Going to my grandfather’s basement to grab a jar of peaches or to help my grandmother carry her laundry upstairs was an intense olfactory experience. First, the creaky wooden stairs always smelled of freshly cut wood, even many years later. At the bottom of the stairs, another scent almost stopped me in my tracks. Granddad had a peach orchard, was an avid gardener and sometimes grew fields of corn or other produce. In the basement was a tall, white and somewhat well-used metal locker-style cabinet that stored all varieties of insecticides, herbicides, chemical fertilizers and the like. Their acrid aroma was unmistakable, and to this day when I walk through some nurseries’ garden shops, I’ll still catch that scent, and I am transported to another time. I did not find the aroma unpleasant then; it made me think of earthy things and the sense of freedom being “out in the country.”

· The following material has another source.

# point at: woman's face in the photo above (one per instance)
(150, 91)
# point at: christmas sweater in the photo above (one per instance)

The peach orchard was a smorgasbord of natural scents stemming from the dusty trails through the neat rows of peach trees, the various weeds, and the peaches themselves. Then there was the tired tractor that carried loads of peach bushel baskets to his roadside produce stand. As far back as I recall, that tractor had no visible paint; only various shades of rust that, I swear, you could actually smell.

When the overflowing bushels of peaches reached his stand, we’d carefully place them in pecks or half-pecks and other wooden baskets (each with its own woody scent) for display for customers. My grandfather had a routine he’d perform when there was a skeptical customer, particularly those who doubted that the peaches were fully ripe, juicy and sweet. He’d ask the customer to pick any peach from any basket, then using his two thumbs, would split the peach perfectly in half, never damaging its fuzzy skin, and the two halves so utterly intact it looked as though they’d been cut with a sharp knife. He’d then offer the peach for the customer to taste. Once they did, they needed no further convincing. The customer would always come through with a purchase and explore his other offerings. When I smell a peach, this entire scene appears vividly in my mind.

In later years, he sold the peach orchard portion of his property, and it became a commercial nursery. But his love of nature switched to his rose garden. Those were the days before horticulturalists bred roses more for their appearance or easy care than their classic rose scent. The rose garden was an oval with small boxwoods marking the perimeter, while myriad varieties of roses filled the garden. Usually, in late spring, he’d put down a layer of straw around the roses.

Consequently, the about-to-bloom garden would smell of fresh hay. And when the roses did finally bloom in all their pastel glories, they released a startlingly pleasant scent to match their stunning beauty. People who drove by his home would stop and ask what he did to boast such floriferous and lovely roses. Often, they’d take photos. I often wondered why I seldom saw Japanese beetles on his roses, and then I remembered that cabinet in his basement with all those gardening chemicals. And I wondered as well, how many of those smelly chemicals can no longer be sold. Regardless, they were treasured memories, kept alive and fresh with the right scent.